Environment

State Attorney General sues over alleged clearing in Pine Barrens

New York State Attorney General Eric Schneiderman is suing a Middle Island man who allegedly conducted prohibited activities in a protected area of the Long Island Central Pine Barrens. 

According to a press release from the Attorney General’s office Thursday, John Gergela violated the state’s Long Island Pine Barrens Protection Act when he cleared trees and other native vegetation from his Middle Island property and a neighboring parcel of Suffolk County parkland sometime before April 2017. The properties are located within the Core Preservation Area.

Officials allegedly found evidence of grading and excavating on both properties, totaling about two acres. Mr. Gergela’s property is adjacent to Cathedral Pines County Park, located at the western edge of the Core Preservation Area, which extends east into Riverhead and Flanders.

The state said Mr. Gergela had sought to obtain a “hardship exemption” from the Central Pine Barrens Joint Planning and Policy Commission in order to clear, grade or excavate, which is required under the Long Island Pine Barrens Protection Act.
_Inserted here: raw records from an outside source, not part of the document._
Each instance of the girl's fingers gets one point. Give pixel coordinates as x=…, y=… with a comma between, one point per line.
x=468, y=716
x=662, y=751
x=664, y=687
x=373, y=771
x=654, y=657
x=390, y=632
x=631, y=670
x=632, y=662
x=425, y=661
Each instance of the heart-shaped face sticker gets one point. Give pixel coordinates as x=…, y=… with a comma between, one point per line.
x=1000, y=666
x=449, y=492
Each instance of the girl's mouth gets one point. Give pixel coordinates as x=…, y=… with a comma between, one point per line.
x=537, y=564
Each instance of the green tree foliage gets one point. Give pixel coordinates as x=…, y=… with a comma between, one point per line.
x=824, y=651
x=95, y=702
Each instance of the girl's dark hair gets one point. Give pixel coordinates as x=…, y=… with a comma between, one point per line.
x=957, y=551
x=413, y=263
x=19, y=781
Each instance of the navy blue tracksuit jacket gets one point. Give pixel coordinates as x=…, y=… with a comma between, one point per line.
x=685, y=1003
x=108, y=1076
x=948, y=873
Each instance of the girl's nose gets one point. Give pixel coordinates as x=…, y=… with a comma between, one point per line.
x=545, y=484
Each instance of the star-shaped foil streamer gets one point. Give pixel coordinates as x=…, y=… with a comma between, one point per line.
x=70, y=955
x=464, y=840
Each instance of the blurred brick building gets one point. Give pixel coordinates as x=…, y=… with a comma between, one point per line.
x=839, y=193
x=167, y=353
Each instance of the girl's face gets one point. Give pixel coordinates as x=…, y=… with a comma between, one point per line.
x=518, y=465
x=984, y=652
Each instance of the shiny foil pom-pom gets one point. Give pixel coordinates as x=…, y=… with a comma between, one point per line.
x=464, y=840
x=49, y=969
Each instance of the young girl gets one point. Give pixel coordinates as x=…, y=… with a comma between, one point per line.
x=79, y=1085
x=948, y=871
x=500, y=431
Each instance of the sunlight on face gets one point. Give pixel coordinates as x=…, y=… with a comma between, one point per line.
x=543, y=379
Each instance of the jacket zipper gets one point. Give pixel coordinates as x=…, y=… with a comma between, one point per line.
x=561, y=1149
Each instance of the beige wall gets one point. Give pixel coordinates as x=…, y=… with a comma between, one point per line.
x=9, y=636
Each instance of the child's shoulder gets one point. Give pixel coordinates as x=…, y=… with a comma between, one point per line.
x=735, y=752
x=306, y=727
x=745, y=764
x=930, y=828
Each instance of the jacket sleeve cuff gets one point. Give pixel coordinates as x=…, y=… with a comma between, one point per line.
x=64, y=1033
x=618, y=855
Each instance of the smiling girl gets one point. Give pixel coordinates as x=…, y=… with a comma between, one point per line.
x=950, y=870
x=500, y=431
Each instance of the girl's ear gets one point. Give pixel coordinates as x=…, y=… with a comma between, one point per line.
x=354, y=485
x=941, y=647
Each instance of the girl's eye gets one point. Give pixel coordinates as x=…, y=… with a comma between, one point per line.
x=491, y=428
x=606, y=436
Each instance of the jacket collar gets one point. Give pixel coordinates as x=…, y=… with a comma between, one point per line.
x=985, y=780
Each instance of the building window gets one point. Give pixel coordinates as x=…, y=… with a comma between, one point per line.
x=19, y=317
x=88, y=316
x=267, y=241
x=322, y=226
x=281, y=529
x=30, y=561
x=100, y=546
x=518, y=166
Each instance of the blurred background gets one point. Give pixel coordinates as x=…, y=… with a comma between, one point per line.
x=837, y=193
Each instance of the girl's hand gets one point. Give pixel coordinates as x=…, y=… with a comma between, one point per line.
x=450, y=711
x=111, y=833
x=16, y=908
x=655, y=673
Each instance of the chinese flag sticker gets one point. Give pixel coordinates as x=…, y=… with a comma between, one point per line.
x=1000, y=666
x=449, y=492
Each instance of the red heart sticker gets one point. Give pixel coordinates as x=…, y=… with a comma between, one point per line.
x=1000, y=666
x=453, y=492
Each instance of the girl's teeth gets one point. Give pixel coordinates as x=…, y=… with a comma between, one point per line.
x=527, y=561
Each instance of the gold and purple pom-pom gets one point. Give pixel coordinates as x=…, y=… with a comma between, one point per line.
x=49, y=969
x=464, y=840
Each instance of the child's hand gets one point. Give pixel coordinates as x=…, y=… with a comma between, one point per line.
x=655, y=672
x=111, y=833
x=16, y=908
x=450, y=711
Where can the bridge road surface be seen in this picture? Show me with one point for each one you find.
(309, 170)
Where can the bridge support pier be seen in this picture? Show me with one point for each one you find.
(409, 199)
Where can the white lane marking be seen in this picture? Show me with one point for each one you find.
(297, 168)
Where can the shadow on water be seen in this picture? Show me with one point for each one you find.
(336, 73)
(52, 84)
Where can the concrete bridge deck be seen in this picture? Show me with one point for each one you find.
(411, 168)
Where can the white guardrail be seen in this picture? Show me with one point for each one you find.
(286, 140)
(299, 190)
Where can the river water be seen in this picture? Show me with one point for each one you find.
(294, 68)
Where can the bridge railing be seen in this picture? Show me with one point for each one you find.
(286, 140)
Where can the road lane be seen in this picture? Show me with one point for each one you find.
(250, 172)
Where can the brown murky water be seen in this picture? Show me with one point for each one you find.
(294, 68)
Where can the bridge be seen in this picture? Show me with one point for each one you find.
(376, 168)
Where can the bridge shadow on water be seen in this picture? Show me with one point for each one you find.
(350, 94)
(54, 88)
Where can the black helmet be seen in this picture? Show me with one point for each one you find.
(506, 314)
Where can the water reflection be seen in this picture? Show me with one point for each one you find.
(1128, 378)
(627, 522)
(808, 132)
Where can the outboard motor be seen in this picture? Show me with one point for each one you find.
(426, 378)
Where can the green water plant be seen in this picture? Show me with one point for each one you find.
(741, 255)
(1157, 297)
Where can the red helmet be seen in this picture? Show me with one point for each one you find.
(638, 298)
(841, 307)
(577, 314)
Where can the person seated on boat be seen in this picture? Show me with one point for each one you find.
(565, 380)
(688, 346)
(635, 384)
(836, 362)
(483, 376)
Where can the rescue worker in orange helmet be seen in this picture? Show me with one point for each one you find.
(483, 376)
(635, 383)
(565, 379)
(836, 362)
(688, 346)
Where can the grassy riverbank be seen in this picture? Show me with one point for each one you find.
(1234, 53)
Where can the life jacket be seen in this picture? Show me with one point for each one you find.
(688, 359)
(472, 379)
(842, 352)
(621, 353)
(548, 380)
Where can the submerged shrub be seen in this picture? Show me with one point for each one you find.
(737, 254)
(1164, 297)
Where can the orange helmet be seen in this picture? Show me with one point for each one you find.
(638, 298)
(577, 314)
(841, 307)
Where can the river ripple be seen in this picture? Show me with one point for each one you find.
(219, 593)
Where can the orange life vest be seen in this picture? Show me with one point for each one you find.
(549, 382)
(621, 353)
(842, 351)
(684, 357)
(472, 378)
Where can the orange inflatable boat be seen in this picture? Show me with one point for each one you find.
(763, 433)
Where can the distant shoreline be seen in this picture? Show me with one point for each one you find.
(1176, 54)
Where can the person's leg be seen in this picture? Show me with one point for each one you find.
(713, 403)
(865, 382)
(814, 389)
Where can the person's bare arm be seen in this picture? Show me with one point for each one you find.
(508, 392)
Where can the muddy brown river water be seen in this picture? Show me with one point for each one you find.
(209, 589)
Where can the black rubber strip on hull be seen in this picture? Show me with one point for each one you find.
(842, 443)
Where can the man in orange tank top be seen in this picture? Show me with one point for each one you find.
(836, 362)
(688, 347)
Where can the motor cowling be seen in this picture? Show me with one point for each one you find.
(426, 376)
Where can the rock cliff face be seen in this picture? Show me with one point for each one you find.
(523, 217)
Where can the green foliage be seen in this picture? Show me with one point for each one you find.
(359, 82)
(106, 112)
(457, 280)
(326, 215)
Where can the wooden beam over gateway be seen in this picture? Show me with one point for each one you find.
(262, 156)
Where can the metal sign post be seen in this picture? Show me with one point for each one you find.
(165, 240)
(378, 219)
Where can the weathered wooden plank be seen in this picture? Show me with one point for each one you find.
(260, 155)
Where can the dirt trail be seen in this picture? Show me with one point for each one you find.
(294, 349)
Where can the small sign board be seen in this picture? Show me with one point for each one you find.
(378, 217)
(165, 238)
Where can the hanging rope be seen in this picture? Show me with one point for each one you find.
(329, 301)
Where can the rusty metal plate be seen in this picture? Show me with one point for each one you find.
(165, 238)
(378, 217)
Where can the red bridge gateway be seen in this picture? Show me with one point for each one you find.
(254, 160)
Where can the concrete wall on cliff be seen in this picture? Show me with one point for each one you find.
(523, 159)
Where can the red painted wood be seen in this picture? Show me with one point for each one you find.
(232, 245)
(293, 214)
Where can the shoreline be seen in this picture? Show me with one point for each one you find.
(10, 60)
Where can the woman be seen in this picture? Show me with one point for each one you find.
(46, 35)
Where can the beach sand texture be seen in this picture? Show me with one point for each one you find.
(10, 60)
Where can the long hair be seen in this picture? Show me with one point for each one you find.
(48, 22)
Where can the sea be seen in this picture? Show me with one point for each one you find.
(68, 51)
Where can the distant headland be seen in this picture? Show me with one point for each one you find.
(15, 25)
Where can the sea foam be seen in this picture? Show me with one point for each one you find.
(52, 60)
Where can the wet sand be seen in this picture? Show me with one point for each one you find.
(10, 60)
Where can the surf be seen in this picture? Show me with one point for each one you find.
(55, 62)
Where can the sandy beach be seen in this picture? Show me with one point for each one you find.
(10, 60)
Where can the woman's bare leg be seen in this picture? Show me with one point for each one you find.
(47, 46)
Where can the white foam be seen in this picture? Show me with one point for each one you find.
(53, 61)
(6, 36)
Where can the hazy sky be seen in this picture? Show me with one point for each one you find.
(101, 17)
Also, a conservation easement on Mr. Gergela’s property, granted by the Commission in 2003, prohibited “construction activity, alteration of vegetation or change in topography” as well as “development” of the property, the Attorney General’s office said.

“Long Island’s Central Pine Barrens are one of New York’s crown jewels, home to thousands of plant and animal species – and essential to preserving clean, healthy drinking water for millions of Long Island residents,” Mr. Schneiderman said in a statement. “My office will continue to aggressively enforce New York’s environmental protection laws to ensure that our essential, irreplaceable natural resources are preserved for future generations.”

The Central Pine Barrens Joint Planning and Policy Commission was created in 1993 “to oversee a comprehensive land use plan” for the 55,000 acres of the Pine Barrens’s Core Preservation Area.

The Pine Barrens is made up of more than 100,000 acres, and is home to a diverse number of plant and animal species, some of which are endangered or threatened.

The suit seeks full restoration of land that was cut, cleared and excavated, as well as penalties for the violations. The Act allows for a civil penalty of up to $25,000 for each violation, plus an additional penalty of up to $1,000 per day for each day each violation continues.

“The Pine Barrens were preserved to protect the quality of Long Islanders’ drinking water and their very special ecology,”  Richard Amper, executive director of the Long Island Pine Barrens Society, said in a statement. “Those who violate the Pine Barrens Protect Act must be held fully accountable. We thank Attorney General Schneiderman for taking this action and helping to ensure the protection of this truly unparalleled natural resource.”